Conversation avec le duo Christophe Deleu / François Teste, producteur délégué et réalisateur, qui nous offrent une séquence inédite ! N’hésitez pas à leur poser vos propres questions dans les commentaires, ils tenteront de vous répondre.

Dès le début, le sociologue Philippe Breton nous avertit sur le risque que comporte la démarche du cinéaste. Au bout de 53 minutes, elle s’avère en effet être infructueuse. Si on écoute cela d’une oreille sévère, on peut se dire que la fin ne nous apporte rien de plus que ce qu’on sait au départ. Est-ce à dire que se trouve validée la thèse contraire à celle du cinéaste, qui serait que tous les autres films sur le Nord racontent la “réalité vraie” ? Je n’en ai pas la certitude. Alors, qu’est-ce qui a bougé lors de ces 53 minutes ?

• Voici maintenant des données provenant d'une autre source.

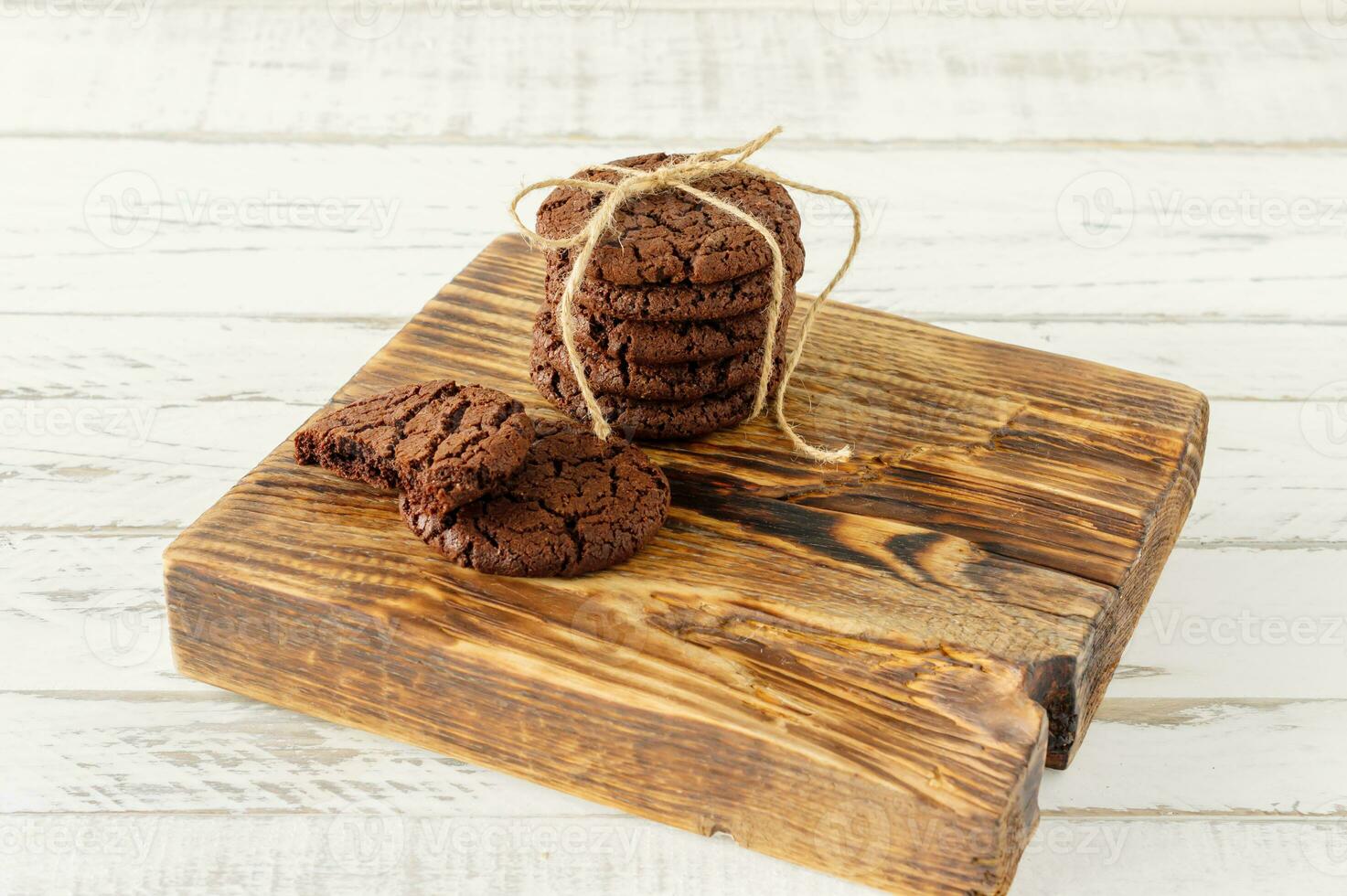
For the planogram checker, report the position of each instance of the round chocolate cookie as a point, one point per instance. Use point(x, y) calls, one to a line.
point(669, 236)
point(674, 341)
point(637, 420)
point(677, 302)
point(657, 383)
point(442, 443)
point(578, 504)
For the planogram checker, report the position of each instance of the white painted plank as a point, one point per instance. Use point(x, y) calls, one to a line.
point(1227, 623)
point(191, 752)
point(147, 227)
point(1230, 623)
point(1270, 471)
point(452, 70)
point(181, 360)
point(367, 852)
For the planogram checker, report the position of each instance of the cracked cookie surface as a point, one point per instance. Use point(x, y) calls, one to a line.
point(677, 301)
point(651, 381)
point(577, 506)
point(641, 420)
point(442, 443)
point(671, 236)
point(672, 341)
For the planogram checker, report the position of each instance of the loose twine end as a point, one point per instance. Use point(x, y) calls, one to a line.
point(682, 176)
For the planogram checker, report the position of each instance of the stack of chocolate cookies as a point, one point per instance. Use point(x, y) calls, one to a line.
point(671, 317)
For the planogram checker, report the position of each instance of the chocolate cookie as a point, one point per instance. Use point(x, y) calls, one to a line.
point(659, 383)
point(637, 420)
point(578, 504)
point(671, 236)
point(675, 341)
point(442, 443)
point(677, 302)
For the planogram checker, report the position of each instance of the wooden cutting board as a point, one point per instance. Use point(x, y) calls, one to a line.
point(861, 668)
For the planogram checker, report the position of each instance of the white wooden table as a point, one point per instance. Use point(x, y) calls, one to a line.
point(211, 212)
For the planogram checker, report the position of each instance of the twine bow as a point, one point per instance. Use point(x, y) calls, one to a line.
point(682, 176)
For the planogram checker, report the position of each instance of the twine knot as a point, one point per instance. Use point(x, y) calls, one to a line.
point(683, 176)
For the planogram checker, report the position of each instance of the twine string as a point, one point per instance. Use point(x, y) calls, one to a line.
point(682, 176)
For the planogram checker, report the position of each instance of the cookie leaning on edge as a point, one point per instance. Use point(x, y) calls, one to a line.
point(442, 443)
point(577, 506)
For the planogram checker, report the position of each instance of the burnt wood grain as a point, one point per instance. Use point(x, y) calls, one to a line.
point(861, 667)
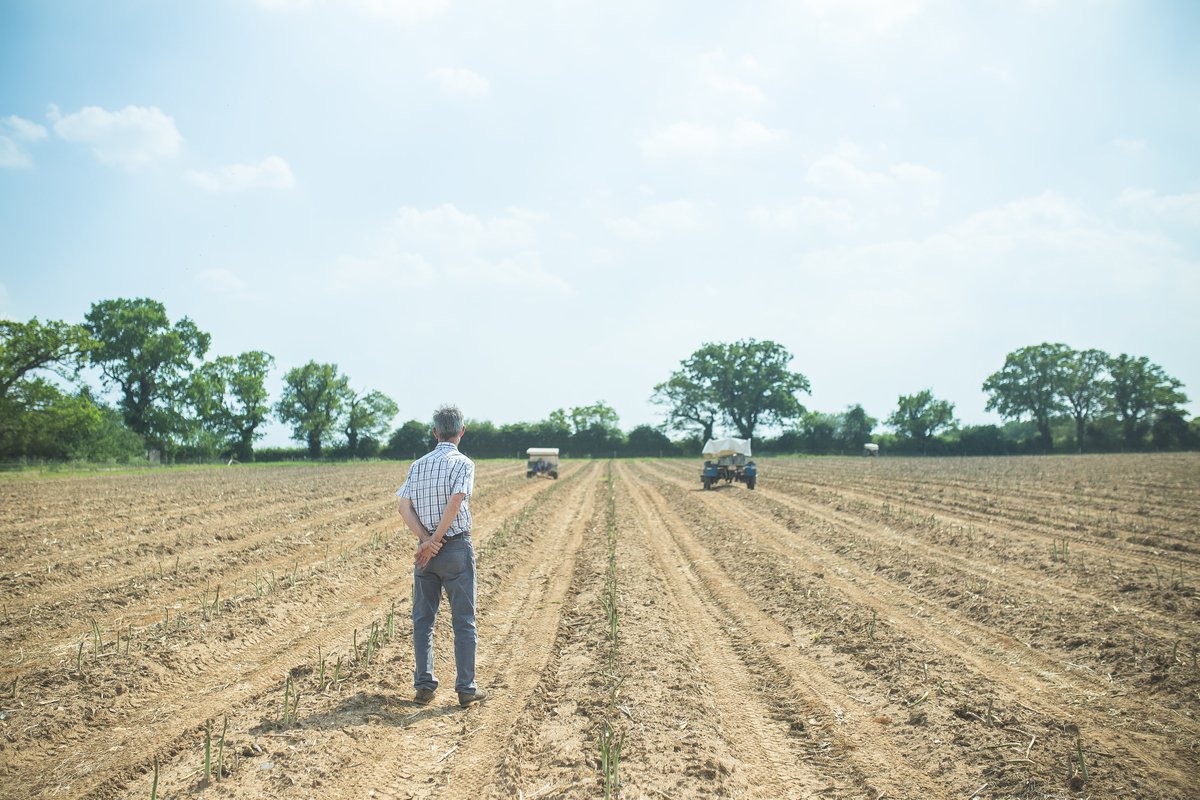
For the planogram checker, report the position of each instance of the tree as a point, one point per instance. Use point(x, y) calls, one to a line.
point(148, 360)
point(1139, 390)
point(34, 411)
point(409, 440)
point(921, 416)
point(1083, 388)
point(855, 428)
point(366, 415)
point(687, 402)
point(595, 428)
point(819, 432)
point(1030, 384)
point(229, 396)
point(748, 383)
point(647, 440)
point(27, 347)
point(312, 401)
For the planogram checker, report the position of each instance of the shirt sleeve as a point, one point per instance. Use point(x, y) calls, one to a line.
point(465, 480)
point(403, 491)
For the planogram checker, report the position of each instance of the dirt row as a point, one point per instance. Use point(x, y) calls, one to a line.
point(850, 629)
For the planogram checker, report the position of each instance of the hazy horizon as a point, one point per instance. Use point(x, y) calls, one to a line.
point(537, 205)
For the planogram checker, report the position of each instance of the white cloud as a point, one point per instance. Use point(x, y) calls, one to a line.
point(678, 216)
point(270, 173)
point(857, 18)
point(682, 140)
point(402, 11)
point(133, 137)
point(719, 73)
point(1169, 208)
point(834, 215)
point(748, 134)
point(15, 134)
point(460, 82)
point(693, 140)
point(445, 250)
point(221, 280)
point(841, 173)
point(1131, 145)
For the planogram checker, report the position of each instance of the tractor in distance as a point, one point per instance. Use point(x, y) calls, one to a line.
point(543, 461)
point(729, 459)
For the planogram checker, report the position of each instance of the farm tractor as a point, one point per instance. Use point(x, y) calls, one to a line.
point(543, 461)
point(729, 459)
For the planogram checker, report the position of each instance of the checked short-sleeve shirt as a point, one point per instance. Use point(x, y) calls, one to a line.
point(432, 479)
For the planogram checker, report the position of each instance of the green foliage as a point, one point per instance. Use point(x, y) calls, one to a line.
point(1139, 390)
point(855, 428)
point(646, 440)
point(1084, 388)
point(148, 360)
point(687, 402)
point(367, 416)
point(1031, 384)
point(919, 416)
point(33, 346)
point(39, 420)
point(229, 397)
point(748, 383)
point(312, 402)
point(411, 440)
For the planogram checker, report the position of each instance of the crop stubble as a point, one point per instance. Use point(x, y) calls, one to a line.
point(851, 629)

C. D. La fin d’une émission marque-t-elle la victoire d’une thèse ? Je ne crois pas. Il s’agit d’une réflexion sur la représentation d’un territoire à l’écran. Il y a plein de thèses possibles. Je serais assez d’accord avec Rohmer pour ne pas trop juger les personnages, ni trop expliquer les motivations. Même dans le cadre d’un documentaire-fiction. Au départ, le cinéaste relève le défi proposé par Elise Ovart-Baratte dans son livre Les ch’tis, c’étaient des clichés : filmer un Nord moderne. Qu’est-est-ce qui a bougé ? Pas grand chose, c’est vrai. Mais l’émission raconte cette expérience-là. L’une des idées était de raconter un échec, comme dans Les trafiquants d’épave de Stevenson par exemple. Dans l’émission, le cinéaste cherche son trésor à lui. On peut se reconnaître en lui, c’est la valeur universelle de l’émission. N’oublions pas que le ton se veut surtout humoristique. C’est un ratage à visée comique.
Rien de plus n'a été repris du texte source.